President Bush, Vice President Dick Cheney, Secretary of State Condoleezza Rice, Secretary of Defense Donald Rumsfeld and their minions either refuse to answer, obfuscate, avoid the questions or simply repeat the same demonstrable untruths while branding anyone so gauche as to question their veracity un-American, traitorous and `terrorist-friendly.'
Enough of this foolishness. It's time to get the truth from these gentlefolks. Let's apply some of those same `non-torture' interrogations they so love.
Let's violate their personal privacy and take demeaning pictures of them to share with their families. Let's strip them naked and place them in stress positions for 24 hours or more. Let's try a little water-boarding - after all, it's not torture.
If these methods don't get us the answers we're looking for, let's render them to Syria or Egypt where the really professional interrogators can work on them.
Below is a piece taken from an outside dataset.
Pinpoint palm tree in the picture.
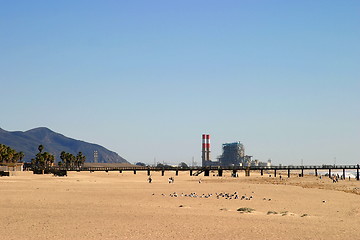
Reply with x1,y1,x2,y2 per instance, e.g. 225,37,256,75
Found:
38,144,44,153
When we're done, we will have answers to questions we didn't even think to ask. Who cares if our techniques are morally reprehensible and practically useless, since all history and literature relating to interrogation discounts the validity of information acquired through torture?
After all, these are dangerous people - and besides, if they felt you had information they wanted, they would do the same to you, wouldn't they?
Police just doing job at Autzen
Here is an idea to satisfy Duck fans who cannot go even a few hours without an alcoholic beverage. Since they are at Autzen Stadium to support the Ducks and the University of Oregon, demand that the university take the legal steps to meet the state requirements to allow alcoholic beverage consumption on its property.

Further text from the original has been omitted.